Checking for duplicates

In [None]:
df.duplicated().sum() 

## 1.1 Handling missing values

Let's start by removing the columns
* Fuel_Consumption_l  : Almost 70% of data missing
* Gears               : Not so important for analysis and almost half of data missing
* Previous_Owners     : Almost 50% of data missing

In [None]:
df.drop(columns = ["Fuel_Consumption_l", 'Gears', "Previous_Owners"], inplace=True)


In [None]:
df.info()

In [None]:
df[df['Model'].isna()]

Since we want to look at Model in our Data Exploration and there are many null values in other columns, i'll remove those 200 rows.

In [None]:
df.dropna(subset=['Model'], inplace=True)

In [None]:
df[df['Year'].isna()]

We see year is missing where the condition is New, so let's change year to 2025(when the dataset was scraped) where the Condition is new, and then remove the remaining rows

While we are at it, let's change columns type to int64

In [None]:
df['Year'] = df['Year'].astype('Int64')

filter_year = (df['Year'].isna()) & (df['Condition'] == 'New')
df.loc[filter_year, 'Year'] = 2025

print(f"Updated {filter_year.sum()} rows")
print(f"Removed {df['Year'].isna().sum() } rows ")
df.dropna(subset=['Year'], inplace=True)

Let's look at country

In [None]:
df[df['Country'].isna()]

To keep those rows, I'll set Country to unknown in the rows it's missing

In [None]:
df['Country'] = df['Country'].fillna('Unknown')

Let's look at drivetrain now

In [None]:
df[df['Drivetrain'].isna()]

Let's update the rows where we find a match between make and model having the info about drivetrain,
and set to unknown the remaining rows

In [None]:
# grouping by make, model getting the mode of drivetrain by pair and then applying it to na values
# to corresponding pairs
drivetrain_by_make_model = df.groupby(['Make', 'Model'])['Drivetrain'].transform(lambda x: x.mode()[0] 
                                                                   if not x.mode().empty else None)
df['Drivetrain'] = df['Drivetrain'].fillna(drivetrain_by_make_model)

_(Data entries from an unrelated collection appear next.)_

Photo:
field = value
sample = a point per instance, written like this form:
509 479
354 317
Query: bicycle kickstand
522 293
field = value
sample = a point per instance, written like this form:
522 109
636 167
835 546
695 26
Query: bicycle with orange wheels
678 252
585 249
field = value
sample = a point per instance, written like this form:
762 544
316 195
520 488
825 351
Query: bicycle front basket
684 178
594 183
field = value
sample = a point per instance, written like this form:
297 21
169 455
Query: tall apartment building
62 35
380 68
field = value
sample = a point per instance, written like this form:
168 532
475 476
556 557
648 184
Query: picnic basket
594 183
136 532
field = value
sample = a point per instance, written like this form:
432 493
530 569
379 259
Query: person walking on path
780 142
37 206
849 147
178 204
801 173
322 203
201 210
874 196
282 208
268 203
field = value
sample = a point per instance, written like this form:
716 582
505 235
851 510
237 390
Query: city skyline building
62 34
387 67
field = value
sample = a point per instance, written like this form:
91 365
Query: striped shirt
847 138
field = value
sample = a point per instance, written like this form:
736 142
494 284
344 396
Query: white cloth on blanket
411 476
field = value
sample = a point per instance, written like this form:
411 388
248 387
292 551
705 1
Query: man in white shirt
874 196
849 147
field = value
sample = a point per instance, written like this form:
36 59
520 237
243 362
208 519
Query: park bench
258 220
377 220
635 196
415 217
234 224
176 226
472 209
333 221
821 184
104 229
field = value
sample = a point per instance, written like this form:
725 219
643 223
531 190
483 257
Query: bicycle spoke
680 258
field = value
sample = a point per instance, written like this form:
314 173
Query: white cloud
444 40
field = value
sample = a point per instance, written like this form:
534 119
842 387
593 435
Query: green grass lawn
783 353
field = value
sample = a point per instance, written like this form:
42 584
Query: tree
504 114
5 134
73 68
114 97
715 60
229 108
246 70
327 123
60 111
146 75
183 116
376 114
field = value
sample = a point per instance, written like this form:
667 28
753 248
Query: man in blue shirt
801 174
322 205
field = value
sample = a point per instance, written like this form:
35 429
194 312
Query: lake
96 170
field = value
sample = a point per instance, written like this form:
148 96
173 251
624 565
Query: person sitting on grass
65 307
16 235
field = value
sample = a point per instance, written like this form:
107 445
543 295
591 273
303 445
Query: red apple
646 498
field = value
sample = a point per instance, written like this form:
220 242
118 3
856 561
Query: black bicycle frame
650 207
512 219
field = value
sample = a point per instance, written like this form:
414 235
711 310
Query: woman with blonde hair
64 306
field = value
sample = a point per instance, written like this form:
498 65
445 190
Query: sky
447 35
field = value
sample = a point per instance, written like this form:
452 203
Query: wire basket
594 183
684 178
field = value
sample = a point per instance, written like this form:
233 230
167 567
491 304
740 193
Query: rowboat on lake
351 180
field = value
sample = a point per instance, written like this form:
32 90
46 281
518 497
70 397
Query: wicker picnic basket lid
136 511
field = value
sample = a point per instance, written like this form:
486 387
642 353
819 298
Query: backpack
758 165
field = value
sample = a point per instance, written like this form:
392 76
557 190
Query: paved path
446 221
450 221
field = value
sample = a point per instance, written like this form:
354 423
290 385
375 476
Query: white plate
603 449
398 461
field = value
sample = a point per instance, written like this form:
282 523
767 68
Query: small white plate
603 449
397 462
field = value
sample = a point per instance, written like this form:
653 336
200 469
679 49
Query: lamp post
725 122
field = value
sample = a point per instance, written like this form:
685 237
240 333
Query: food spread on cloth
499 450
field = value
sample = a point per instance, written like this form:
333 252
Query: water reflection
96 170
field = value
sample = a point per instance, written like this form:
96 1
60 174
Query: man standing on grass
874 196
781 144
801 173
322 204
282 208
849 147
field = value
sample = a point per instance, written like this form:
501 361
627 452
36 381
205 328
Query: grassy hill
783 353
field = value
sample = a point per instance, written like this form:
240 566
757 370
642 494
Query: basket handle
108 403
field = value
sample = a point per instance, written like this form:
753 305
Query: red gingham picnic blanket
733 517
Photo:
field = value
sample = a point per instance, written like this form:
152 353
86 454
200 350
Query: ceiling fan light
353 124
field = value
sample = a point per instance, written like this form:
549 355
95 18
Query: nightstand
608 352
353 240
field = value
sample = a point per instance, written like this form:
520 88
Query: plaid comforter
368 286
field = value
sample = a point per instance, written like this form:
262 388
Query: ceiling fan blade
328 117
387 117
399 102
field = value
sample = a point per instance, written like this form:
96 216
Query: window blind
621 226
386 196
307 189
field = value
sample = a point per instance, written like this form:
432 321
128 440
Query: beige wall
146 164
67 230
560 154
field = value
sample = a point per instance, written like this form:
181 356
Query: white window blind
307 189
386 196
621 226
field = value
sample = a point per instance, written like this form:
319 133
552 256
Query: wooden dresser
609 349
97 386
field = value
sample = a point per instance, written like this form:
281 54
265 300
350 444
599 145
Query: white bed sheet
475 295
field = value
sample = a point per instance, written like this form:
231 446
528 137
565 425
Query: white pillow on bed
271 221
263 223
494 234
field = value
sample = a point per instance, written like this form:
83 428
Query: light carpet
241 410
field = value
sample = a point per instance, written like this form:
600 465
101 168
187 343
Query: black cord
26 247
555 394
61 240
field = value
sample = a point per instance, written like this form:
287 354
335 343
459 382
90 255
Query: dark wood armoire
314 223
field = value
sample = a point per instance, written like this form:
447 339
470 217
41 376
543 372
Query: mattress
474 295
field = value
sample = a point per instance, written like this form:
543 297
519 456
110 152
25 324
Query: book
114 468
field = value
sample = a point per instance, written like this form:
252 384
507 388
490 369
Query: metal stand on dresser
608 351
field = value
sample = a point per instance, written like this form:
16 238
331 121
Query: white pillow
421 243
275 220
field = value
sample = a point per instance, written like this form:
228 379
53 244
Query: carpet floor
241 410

print(f"{df['Drivetrain'].isna().sum()} rows left with unknown drivetrain")

df['Drivetrain'] = df['Drivetrain'].fillna("Unknown")

Now let's apply the same approach to the remaining columns and check where we are at.

In [None]:
engine_by_make_model = df.groupby(['Make', 'Model'])['Engine_Size_cc'].transform('median')
df['Engine_Size_cc'] = df['Engine_Size_cc'].fillna(engine_by_make_model)

for col in ['Cylinders', 'Seats', 'Doors']:
    col_by_make_model = df.groupby(['Make', 'Model'])[col].transform(
        lambda x: x.mode()[0] 
        if not x.mode().empty else None
    )
    df[col] = df[col].fillna(col_by_make_model)

df['Color'] = df['Color'].fillna('Unknown')
df['Upholstery'] = df['Upholstery'].fillna('Unknown')

df.info()



Let's remove the few hundred rows that still have missing values, change the type of columns
where it's not what it's supposed to be, and we should be good.

In [None]:
df.dropna(inplace=True)

df['Year'] = df['Year'].astype('int64')
df['Engine_Size_cc'] = df['Engine_Size_cc'].astype('int64')
df['Cylinders'] = df['Cylinders'].astype('int64')
df['Seats'] = df['Seats'].astype('int64')
df['Doors'] = df['Doors'].astype('int64')

df.info()

Perfect, we only removed about 5% of rows but still kept our dataframe with meaningful data.
Lastly let's fix the outliers by looking at min and max values we got.

In [None]:
df.describe()

To remove the outliers, we need to know that the low values for enginesize and cylinders are due to the fact we have electric cars in the dataset.

In [None]:
df = df[(df['Price'] >= 500) & (df['Price'] < 9000000)]
df = df[df['Mileage_km'] < 1000000]
df = df[df['Engine_Size_cc'] < 8000]
df = df[df['Power_hp'] > 10]
df = df[(df['Seats'] > 1 )& (df['Seats'] < 10)]
df = df[(df['Doors'] > 1 )& (df['Doors'] < 7)]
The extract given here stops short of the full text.